Humilhação em Público
“Idiota! Você não presta para nada!”, gritei, minha voz ecoando pelo salão.
“M-madame… me perdoe… alguém me empurrou…”, ela chorava.
“Mentira!”, gritei.
Peguei um copo de água e joguei diretamente em seu rosto.
“VOCÊ NÃO FAZ NADA CERTO! VOCÊ NÃO É DIGNA DE ESTAR AQUI!”
Os convidados ficaram chocados.
“Você é uma inútil sem valor! Um peso morto! Talvez seus pais te abandonaram porque você não presta para nada!”
Maria começou a chorar ainda mais.
“M-meus pais… eu nem os conheci…”
“Cale-se!”, gritei.
Segurei sua gola com força para levantá-la e expulsá-la dali.
Mas nesse movimento, o botão superior do uniforme se abriu.

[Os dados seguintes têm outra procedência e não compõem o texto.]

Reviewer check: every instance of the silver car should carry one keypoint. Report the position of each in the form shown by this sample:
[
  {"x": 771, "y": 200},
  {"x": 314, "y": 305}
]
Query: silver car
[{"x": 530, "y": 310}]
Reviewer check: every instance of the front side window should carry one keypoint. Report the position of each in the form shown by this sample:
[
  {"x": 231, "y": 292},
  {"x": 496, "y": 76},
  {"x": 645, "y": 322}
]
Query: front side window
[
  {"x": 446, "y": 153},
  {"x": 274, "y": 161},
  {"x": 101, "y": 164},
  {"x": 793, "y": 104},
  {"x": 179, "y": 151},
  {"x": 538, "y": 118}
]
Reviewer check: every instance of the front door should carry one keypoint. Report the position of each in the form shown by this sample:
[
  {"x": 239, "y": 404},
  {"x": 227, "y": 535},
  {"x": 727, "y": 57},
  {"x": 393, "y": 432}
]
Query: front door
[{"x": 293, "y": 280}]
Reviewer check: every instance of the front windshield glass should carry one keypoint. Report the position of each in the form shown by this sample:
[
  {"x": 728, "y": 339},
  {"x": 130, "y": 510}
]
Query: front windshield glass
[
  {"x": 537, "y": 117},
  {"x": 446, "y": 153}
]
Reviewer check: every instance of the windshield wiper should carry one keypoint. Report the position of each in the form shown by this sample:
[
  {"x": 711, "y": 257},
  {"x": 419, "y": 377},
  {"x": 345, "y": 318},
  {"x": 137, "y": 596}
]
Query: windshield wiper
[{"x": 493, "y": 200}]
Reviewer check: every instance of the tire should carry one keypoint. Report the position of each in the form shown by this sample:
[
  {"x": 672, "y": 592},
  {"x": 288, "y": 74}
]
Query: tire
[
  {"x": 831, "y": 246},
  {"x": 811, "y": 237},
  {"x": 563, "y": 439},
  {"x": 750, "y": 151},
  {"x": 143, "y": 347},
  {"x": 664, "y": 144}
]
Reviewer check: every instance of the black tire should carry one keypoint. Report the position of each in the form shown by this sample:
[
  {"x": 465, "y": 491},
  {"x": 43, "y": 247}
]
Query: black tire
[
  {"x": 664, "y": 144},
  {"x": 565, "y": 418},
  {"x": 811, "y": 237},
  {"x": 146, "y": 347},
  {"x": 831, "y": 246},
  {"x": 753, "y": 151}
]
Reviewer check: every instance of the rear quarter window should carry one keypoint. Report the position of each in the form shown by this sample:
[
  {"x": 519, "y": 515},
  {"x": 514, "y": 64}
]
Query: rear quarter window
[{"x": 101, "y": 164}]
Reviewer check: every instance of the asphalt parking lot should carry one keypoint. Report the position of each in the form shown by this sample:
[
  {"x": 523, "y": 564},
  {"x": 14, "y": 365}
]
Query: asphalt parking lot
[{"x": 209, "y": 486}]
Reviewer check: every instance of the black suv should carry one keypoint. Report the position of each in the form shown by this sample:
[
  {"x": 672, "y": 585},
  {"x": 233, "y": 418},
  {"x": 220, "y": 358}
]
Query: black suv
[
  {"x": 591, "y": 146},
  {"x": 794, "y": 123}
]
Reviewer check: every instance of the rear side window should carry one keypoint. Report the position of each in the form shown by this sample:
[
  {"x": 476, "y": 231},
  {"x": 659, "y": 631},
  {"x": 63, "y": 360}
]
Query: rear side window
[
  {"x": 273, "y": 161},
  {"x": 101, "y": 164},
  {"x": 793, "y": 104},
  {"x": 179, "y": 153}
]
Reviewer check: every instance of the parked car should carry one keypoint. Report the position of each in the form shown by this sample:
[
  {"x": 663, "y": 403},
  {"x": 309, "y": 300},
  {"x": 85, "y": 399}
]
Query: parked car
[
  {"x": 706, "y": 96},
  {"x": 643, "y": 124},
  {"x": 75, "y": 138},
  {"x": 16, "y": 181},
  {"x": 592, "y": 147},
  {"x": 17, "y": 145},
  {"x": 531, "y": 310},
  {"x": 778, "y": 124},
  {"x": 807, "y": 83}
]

E algo brilhou sob a luz do lustre.
Um colar.
A Verdade que Quebrou a Rainha
Meu corpo congelou.
Era impossível.
Uma pomba de ouro com um diamante azul.
O mesmo colar.
O único.
Minhas mãos começaram a tremer violentamente.
“S-senhora… de onde você conseguiu isso?”, minha voz falhou.
Maria recuou, assustada.
“Isso… isso foi a única coisa que eu tinha quando me deixaram no orfanato… há vinte anos…”
Vinte anos.
Orfanato.
Meu coração disparou.
Olhei para o rosto dela com mais atenção pela primeira vez.
Os olhos…
O nariz…
A boca…
Pareciam com os do meu falecido marido.
Minha força desapareceu.
E então, no meio de centenas de convidados, eu caí de joelhos no chão frio e quebrado.
O Choro de uma Mãe
“Meu Deus…”, eu soluçava.
Um choro que eu havia engolido por vinte anos.
Maria tremia.
“Madame… por que a senhora está chorando?”
Engatinhei até ela.
“Aurora… minha filha… você é a Aurora!”
Ela arregalou os olhos.
“Q-quê?!”
“Eu sou sua mãe!”, gritei entre lágrimas. “Eu te procurei por vinte anos!”
O salão inteiro ficou em choque.
Os flashes das câmeras começaram.
“Me perdoe… me perdoe por não te reconhecer… por tudo que fiz com você…”
Maria tremia.
“Eu… sou sua filha?”
Ela começou a chorar também.
“M-mãe…?”
Aquele foi o momento.
Depois de vinte anos de vazio.
Eu abracei minha filha com toda a força que me restava.
A Herdeira Verdadeira
No dia seguinte, a notícia tomou o país inteiro.
Um teste de DNA confirmou: 99,99%.
Maria era Aurora Valderama, minha filha desaparecida.
Mandei imediatamente preparar o melhor quarto da mansão para ela. Médicos cuidaram de seus ferimentos. Dei a ela tudo o que o mundo poderia oferecer.
E mais importante: dei a ela meu amor.
Descobri da forma mais dolorosa possível que arrogância e crueldade cegam até mesmo uma mãe.
Porque, às vezes, a pessoa que você chama de “inútil” pode ser o maior tesouro que você já perdeu.